Lanciato in orbita nel 2007 per sondare i fenomeni più violenti dell’universo remoto, il satellite AGILE – piccolo gioiello tutto italiano dell’ASI, realizzato in collaborazione con l’INAF e l’INFN – raccoglie risultati sorprendenti anche quando gli cade l’occhio verso terra. È infatti mentre osservava il nostro pianeta che ha iniziato a rivelare, già due anni fa, i lampi gamma terrestri (Terrestrial Gamma-Ray Flashes, TGF). Ora, come descritto in uno studio appena pubblicato su Physical Review Letters, il team di AGILE mette a segno un nuovo, importante, risultato: la misurazione, con un’accuratezza senza precedenti, della direzione di provenienza di alcuni fotoni a essi associati. In altre parole, AGILE è riuscito a localizzare dove vengono generati i TGF.
«Già prima, con il calorimetro (uno degli strumenti a bordo del satellite), riuscivamo grosso modo a delimitare la regione geografica in cui venivano prodotti», spiega Martino Marisaldi, primo autore dello studio e ricercatore all’INAF-IASF di Bologna, «in quanto determinata dal cono di visibilità di AGILE al momento della rivelazione. Ma questo cono di visibilità ha un raggio, sulla Terra, di 2600 chilometri, all’interno del quale, in linea di principio, non potevamo sapere dove esattamente era stato generato il lampo, perché il calorimetro non ha capacità di imaging, e dunque d’individuare la direzione di provenienza. Abbiamo quindi provato a localizzarli mediante lo strumento di più alta energia a bordo del satellite, il Gamma-Ray Imaging Detector (GRID), sensibile a energie oltre i 20 MeV e in grado di misurare, con buona precisione, la direzione di provenienza di ogni singolo fotone. E ci siamo riusciti: su 120 TGF esaminati, ne abbiamo trovati 8 con almeno un fotone localizzato dal GRID ».
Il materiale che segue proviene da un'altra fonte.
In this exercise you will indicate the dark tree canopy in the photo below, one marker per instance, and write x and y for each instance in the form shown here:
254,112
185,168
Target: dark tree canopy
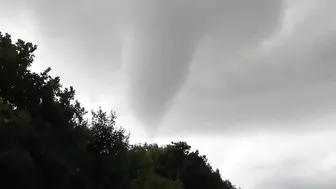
46,143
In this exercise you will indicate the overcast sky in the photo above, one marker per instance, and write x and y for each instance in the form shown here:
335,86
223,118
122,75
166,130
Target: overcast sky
250,83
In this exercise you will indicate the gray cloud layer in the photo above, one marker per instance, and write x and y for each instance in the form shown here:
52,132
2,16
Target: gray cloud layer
286,86
166,35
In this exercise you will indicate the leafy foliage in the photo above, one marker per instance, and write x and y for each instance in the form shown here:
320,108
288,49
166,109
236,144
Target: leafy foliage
45,142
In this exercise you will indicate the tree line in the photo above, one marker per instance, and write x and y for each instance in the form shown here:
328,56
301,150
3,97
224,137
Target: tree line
46,143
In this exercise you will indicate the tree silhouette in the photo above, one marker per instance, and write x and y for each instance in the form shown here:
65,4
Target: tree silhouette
45,142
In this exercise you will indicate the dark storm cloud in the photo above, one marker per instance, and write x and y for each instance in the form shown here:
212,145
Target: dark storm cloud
166,35
154,42
284,87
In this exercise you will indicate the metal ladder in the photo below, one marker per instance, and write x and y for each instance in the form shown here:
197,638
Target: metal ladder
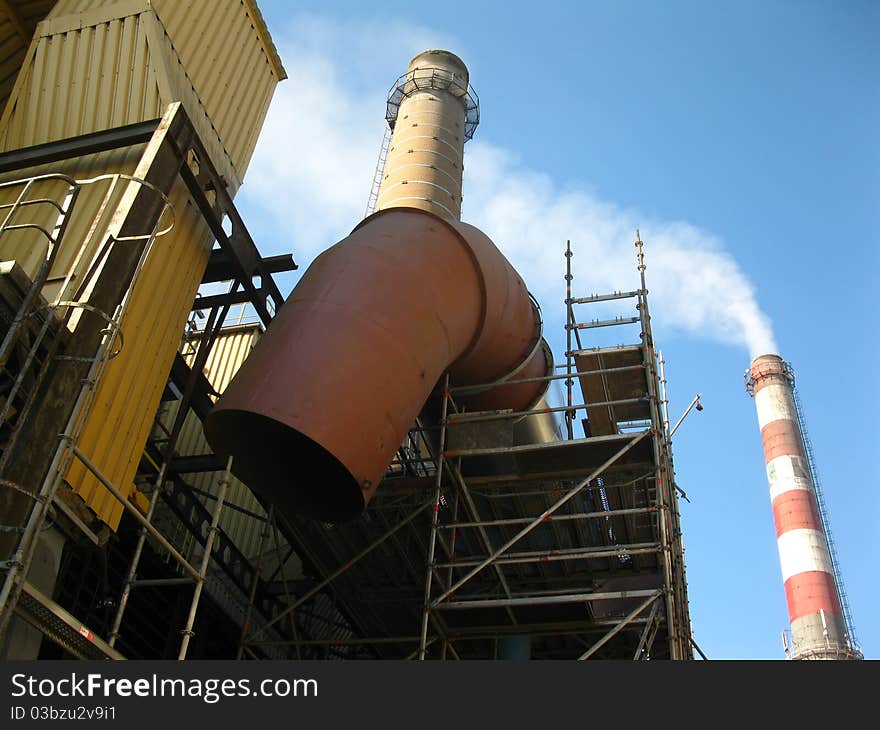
380,171
826,523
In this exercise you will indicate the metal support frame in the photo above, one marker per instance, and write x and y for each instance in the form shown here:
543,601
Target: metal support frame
172,149
206,559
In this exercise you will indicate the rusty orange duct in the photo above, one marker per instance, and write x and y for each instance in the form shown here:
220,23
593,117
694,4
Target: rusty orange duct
318,410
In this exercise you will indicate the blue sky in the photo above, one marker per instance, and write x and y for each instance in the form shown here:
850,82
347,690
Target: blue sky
739,137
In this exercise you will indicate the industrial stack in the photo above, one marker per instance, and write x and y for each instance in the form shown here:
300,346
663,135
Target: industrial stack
819,627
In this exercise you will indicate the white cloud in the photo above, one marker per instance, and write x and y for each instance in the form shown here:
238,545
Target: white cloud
314,164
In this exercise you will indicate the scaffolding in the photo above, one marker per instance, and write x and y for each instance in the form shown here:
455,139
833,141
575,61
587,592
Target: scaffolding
474,543
573,546
41,346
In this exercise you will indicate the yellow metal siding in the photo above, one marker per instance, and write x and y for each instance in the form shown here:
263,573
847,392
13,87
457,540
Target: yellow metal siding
129,393
227,355
87,70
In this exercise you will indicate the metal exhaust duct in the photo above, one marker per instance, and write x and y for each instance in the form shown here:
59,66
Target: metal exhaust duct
317,412
818,622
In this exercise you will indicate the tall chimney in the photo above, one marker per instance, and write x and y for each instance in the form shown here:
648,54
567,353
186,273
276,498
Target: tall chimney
818,624
425,157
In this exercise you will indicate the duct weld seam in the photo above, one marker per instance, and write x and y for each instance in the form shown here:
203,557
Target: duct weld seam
316,413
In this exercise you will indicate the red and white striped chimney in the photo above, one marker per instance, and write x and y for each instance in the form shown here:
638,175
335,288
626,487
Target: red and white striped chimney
818,627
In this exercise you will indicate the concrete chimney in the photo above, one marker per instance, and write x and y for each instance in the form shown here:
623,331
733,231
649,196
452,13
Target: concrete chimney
818,625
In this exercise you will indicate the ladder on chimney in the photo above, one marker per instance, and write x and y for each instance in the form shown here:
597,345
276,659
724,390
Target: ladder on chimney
379,173
826,524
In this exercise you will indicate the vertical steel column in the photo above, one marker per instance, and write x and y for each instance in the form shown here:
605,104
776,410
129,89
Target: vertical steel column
662,506
136,558
273,526
664,400
206,559
435,518
569,415
253,592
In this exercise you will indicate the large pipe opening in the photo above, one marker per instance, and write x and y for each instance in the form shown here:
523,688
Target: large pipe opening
316,413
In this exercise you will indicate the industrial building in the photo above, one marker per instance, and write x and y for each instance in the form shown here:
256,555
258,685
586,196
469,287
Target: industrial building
194,468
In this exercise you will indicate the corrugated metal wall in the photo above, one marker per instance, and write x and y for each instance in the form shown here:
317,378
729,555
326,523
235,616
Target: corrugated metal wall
97,65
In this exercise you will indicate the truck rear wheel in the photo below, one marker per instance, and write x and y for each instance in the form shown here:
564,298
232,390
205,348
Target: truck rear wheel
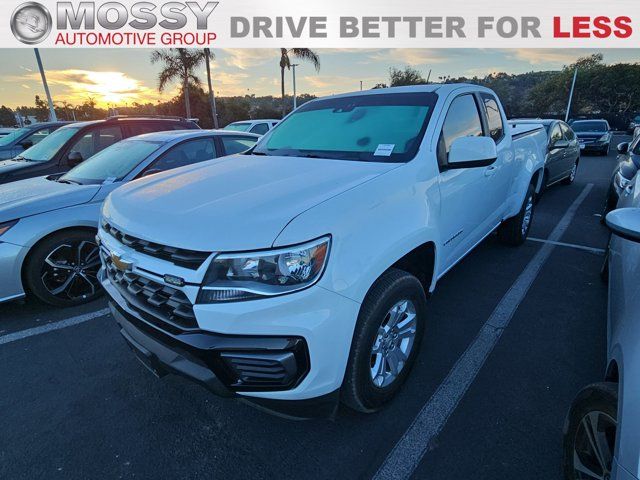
515,230
385,342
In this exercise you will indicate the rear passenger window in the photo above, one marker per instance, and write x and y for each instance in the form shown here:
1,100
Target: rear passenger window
233,145
463,120
494,118
260,129
556,135
187,153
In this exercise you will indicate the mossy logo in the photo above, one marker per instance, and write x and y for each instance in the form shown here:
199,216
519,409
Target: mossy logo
31,23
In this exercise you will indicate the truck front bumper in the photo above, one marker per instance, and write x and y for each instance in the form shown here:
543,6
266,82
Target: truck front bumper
232,363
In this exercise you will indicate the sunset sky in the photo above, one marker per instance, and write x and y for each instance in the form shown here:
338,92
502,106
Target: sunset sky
118,77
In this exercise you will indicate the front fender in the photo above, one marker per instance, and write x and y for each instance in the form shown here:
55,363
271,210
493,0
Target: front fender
372,227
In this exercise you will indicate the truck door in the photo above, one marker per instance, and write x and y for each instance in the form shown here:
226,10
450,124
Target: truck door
501,174
467,204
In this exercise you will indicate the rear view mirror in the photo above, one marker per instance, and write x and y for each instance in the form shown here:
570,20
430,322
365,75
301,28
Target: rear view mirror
152,171
560,144
75,158
469,152
623,148
625,223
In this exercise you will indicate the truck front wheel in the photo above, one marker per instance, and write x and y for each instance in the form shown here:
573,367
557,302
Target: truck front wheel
386,341
514,231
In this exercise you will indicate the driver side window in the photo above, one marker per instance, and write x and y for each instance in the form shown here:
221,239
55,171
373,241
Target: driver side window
463,120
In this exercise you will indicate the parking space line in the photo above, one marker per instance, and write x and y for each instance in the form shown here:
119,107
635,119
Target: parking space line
50,327
406,455
599,251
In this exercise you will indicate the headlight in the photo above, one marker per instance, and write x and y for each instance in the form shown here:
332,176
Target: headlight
621,181
246,276
6,226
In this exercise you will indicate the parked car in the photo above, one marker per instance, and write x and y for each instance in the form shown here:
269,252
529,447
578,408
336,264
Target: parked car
633,124
296,274
593,135
259,127
6,131
623,173
48,224
563,151
70,145
601,431
18,140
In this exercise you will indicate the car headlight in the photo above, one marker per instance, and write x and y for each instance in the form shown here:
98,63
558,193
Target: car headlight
6,226
246,276
621,181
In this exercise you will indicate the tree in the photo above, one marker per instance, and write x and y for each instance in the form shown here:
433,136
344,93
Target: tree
7,117
304,54
212,98
178,64
408,76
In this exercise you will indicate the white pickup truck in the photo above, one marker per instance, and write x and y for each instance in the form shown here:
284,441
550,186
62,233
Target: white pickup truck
296,274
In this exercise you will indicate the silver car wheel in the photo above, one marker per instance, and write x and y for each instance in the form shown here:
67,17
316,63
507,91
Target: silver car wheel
393,343
528,213
593,446
70,270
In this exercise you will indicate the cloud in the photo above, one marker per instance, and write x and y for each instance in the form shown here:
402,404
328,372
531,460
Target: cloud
106,88
245,58
538,56
413,56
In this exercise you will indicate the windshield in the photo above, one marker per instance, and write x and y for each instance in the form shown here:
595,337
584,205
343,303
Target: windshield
238,127
589,126
113,163
48,147
370,128
11,137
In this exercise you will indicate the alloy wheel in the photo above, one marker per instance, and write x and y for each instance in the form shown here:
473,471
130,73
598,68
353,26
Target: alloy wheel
593,447
393,343
70,271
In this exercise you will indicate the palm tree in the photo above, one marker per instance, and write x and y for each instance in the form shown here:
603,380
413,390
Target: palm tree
304,54
179,64
212,98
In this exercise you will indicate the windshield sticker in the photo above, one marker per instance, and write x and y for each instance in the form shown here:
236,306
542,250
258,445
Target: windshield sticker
384,150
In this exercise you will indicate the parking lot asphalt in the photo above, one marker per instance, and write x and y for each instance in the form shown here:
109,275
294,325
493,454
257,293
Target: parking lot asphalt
77,404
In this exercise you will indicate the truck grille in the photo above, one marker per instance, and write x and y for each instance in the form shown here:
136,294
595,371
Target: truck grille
178,256
164,306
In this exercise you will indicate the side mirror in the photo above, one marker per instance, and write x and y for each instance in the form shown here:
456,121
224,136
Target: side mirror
560,144
625,223
75,158
623,148
469,152
152,171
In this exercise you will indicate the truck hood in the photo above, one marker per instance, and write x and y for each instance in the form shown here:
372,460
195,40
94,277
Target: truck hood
235,203
39,195
7,166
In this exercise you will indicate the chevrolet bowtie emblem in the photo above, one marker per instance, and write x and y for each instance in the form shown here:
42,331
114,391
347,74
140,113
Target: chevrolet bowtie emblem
120,263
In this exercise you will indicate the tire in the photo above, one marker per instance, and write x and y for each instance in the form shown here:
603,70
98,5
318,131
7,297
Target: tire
514,230
53,274
595,405
365,387
572,176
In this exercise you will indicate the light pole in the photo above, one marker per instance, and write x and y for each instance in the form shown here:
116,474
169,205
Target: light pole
295,99
52,110
573,86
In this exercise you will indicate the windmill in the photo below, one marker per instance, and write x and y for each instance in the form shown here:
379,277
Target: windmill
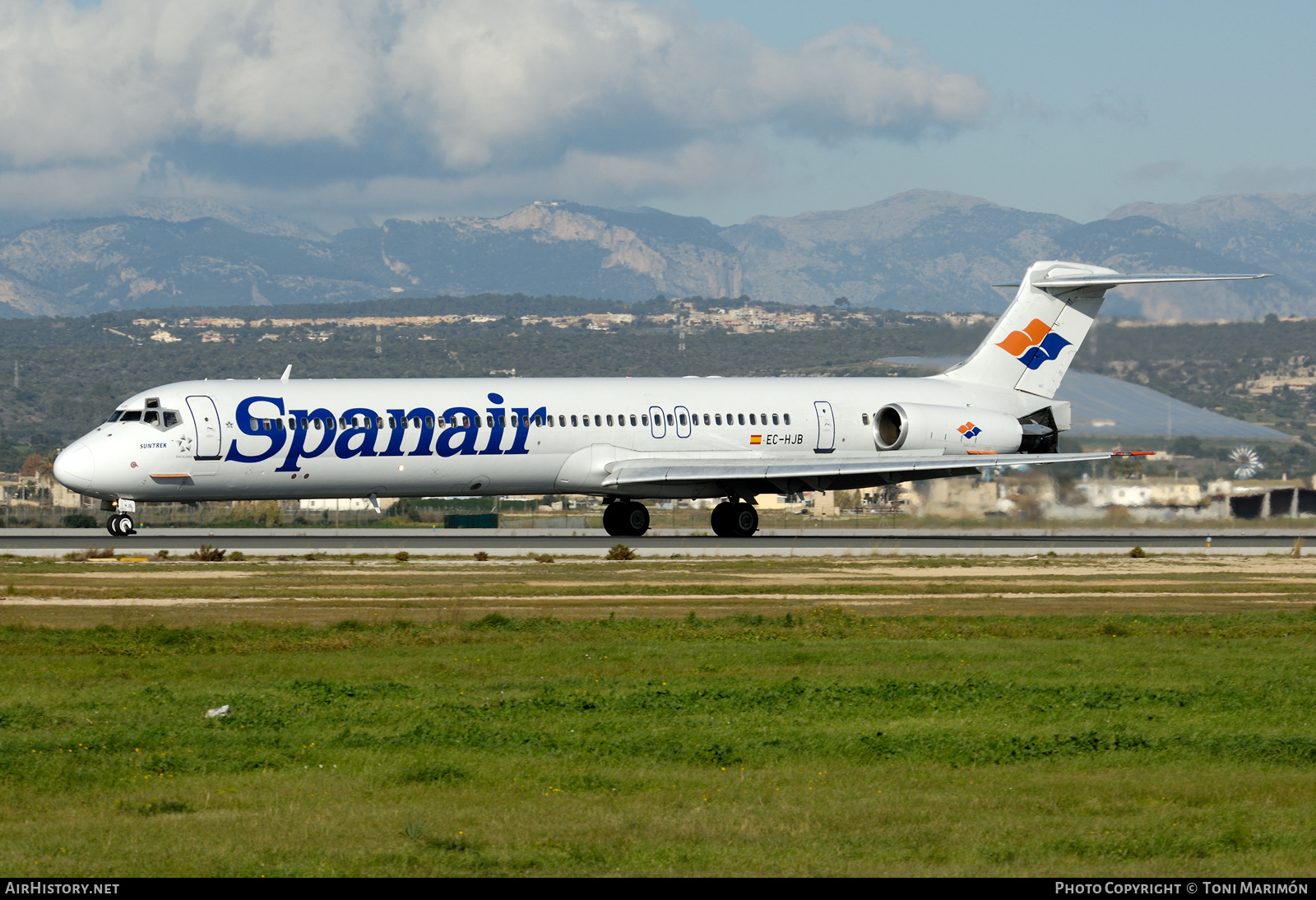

I lampi gamma terrestri sono uno dei più elusivi fenomeni geofisici. Sono lampi di radiazione (raggi gamma ed elettroni) di durata molto breve, fino a pochi millisecondi, ma al tempo stesso molto energetici. Sono prodotti tipicamente nel corso di violente tempeste tropicali. Benché siano osservati dallo spazio da oltre 16 anni, la loro natura è ancora per molti aspetti motivo di dibattito fra gli scienziati. I punti di domanda riguardano i meccanismi che stanno alla base della loro produzione, le regioni delle nubi in cui avviene la loro generazione, la massima energia raggiungibile e la loro correlazione con i fulmini “normali”. Interrogativi ai quali cercano da dare risposta i tre telescopi spaziali attualmente in grado di osservare i TGF: oltre ad AGILE, i due satelliti della Nasa RHESSI e Fermi. «A rendere AGILE così competitivo per lo studio dei TGF», continua Marisaldi, «sono soprattutto due aspetti. Anzitutto, la velocità del calorimetro, in grado di rivelare transienti di durata inferiore al millisecondo, che è proprio il tempo scala di questi fenomeni. Per quanto riguarda il GRID, invece, l’asso nella manica è il sistema di trigger di bordo, sufficientemente flessibile da permetterci di rivelare questi eventi di provenienza terrestre che, in un satellite dedicato all’astrofisica, verrebbero normalmente interpretati come un fondo strumentale».
Nel frattempo, l’analisi dei dati di AGILE prosegue a ritmo serrato, e promette grandi sorprese. «Al momento ci stiamo concentrando sulle energie più alte, fra i 10 e 100 MeV. E presto pubblicheremo altri risultati, in particolare uno spettro», anticipa il responsabile scientifico di AGILE, Marco Tavani dell’INAF-IASF di Roma, anch’egli fra gli autori dello studio uscito su Physical Review Letters, «che mostrano parecchie novità rispetto a quanto ci si aspettava. Questi lampi, in realtà acceleratori di particelle naturali e molto potenti, davvero non smettono di stupirci».